Out of interest, do you have an idea on the current state of incrementality in the LLVM middle-end outside of the Attributor?
Are all analyses just rerun everytime the IR changes, or are the results patched in some way?

Kind regards,
Thomas

Yeah, these are almost all the things one can use :wink:

So, adding new calls to arbitrary functions, as opposed to some well specified tracing or logging methods, will not interact with the AAs well. I’m not sure how it could, short of keeping track of all dependences (also from the past). Even then, we fix AAs once we know they can’t change anymore, this won’t work with this scheme either.

I think you have 2 options:

  1. Introduce sufficient uncertainty such that your changes are always “a subset” of the uncertainty. This again depends on what you want to do exactly but a call to an unknown function at the function entry could allow you to model potential future call edges. However, this trick will not work for everything and even stop working for call edges as we learn that we know all callers of internal functions (w/o their address taken).
  2. Run the Attributor multiple times. I know that is not what you wanted but w/o trying it you should not assume you cannot be OK with the result. The Attributor is not “fast” or “tuned” right now, so even if it’s too slow, we could probably get much better with little tuning effort.

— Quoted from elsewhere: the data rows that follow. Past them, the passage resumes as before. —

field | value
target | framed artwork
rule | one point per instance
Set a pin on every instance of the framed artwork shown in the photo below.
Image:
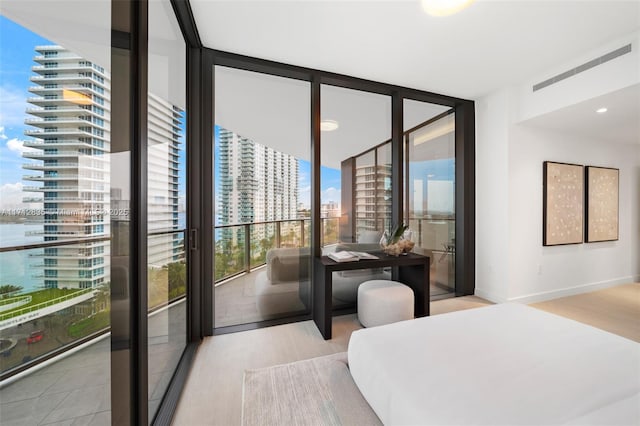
(563, 203)
(602, 189)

Now that I said this, you should also ensure that your modifications do not violate existing annotations. E.g., if you analyze the code, put attributes in certain places, then modify the code, the attributes better still hold (or are removed).

I fear the devil is in the detail of your transformations and it’s hard to answer here given the limited information. I’m still open to a call if that would help you.

Nothing I know of really does this, or at least not in the way I assume you are looking for. Most passes are relatively straight forward and narrow: 1) analyze, 2) act on it.
Attributor is not different except in the steps just “more broad”.

FWIW, adding stuff like this is generally OK.

As mentioned before, it depends on the call target and arguments. Passing the new stuff and some values to a “logger” function with known effects that does not impact the program semantics otherwise: doable; passing some values to some user function or similer: very hard.

When you call getOrCreateAAFor in the updateImpl method of an attribute a dependency gets recorded to the Deps vector of the attribute you asked for.

recordDependence
https://llvm.org/doxygen/Attributor_8cpp_source.html#l02734

We reset the Deps vector of AAs each iteration in line 1671.
https://llvm.org/doxygen/Attributor_8cpp_source.html#l01671

So an AA only exists on the Deps vector of another attribute if a dependency got recorded in the last iteration.

  1. updateImpl function is ‘free’ to do what it wants, so it might not record a dependency again.
  2. We don’t record dependencies to attributes that reached a fixpoint state.

So what I mean is that an AA might have affected the states of other AAs that are not in it’s Deps vector.

I spouse you could modify the Attributor to also record past deps and reset those as well but it’s very tricky to get this right, there could be other problems.

To be clear, in the last iteration of “another attribute”. So X depends on Y in an iteration. Y changes → X is updated. In this iteration X does not depend on Y. Y changes, X is not updated.